Conforme a Lei Estadual n.º 59/1993 (Código Tributário Estadual de Roraima), incide ICMS sobre
- A)operações decorrentes de alienação fiduciária em garantia.
Errada, porque operações decorrentes de alienação fiduciária em garantia não configuram, por si, fato gerador de ICMS na transferência do bem ao credor fiduciário.
- B)operações de arrendamento mercantil e comodato, não compreendida a venda do bem.

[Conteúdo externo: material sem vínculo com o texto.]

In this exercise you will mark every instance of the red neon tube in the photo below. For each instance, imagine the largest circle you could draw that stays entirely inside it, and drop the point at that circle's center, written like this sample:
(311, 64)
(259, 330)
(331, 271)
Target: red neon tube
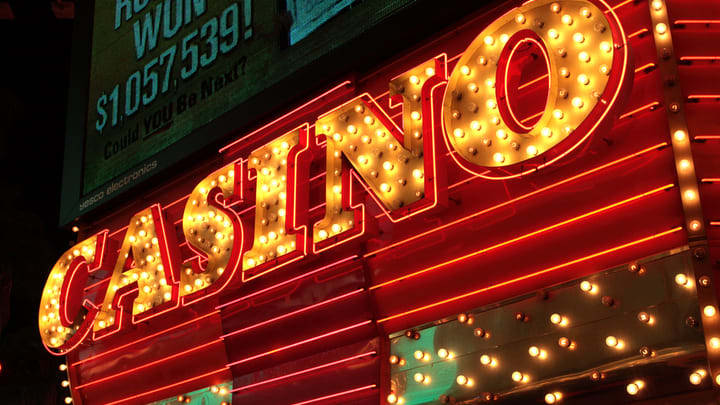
(703, 22)
(134, 342)
(516, 199)
(293, 313)
(697, 58)
(305, 371)
(525, 236)
(146, 365)
(292, 280)
(648, 106)
(339, 394)
(703, 96)
(531, 275)
(300, 343)
(638, 32)
(187, 380)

Errada, porque arrendamento mercantil e comodato, em regra, não geram ICMS pela simples circulação do bem, especialmente sem venda.
- C)operações de qualquer natureza de que decorra a transferência de bens móveis salvados de sinistro para companhias seguradoras.
Errada, porque salvados de sinistro para seguradoras não se enquadram como hipótese típica de incidência do ICMS nessa formulação.
- D)a saída ou o fornecimento de água natural, potável, proveniente de serviços públicos de captação, tratamento e distribuição para rede centralizada ou descentralizada, inclusive por empresas concessionárias ou permissionárias.
Errada, porque a saída ou fornecimento de água natural potável pode ter tratamento tributário específico, mas a alternativa não reproduz a hipótese cobrada pela lei no ponto central da questão.
- E)a ulterior transmissão de propriedade de mercadoria que, tendo transitado pelo estabelecimento transmitente, deste tenha saído sem pagamento do imposto em decorrência de operações não tributadas.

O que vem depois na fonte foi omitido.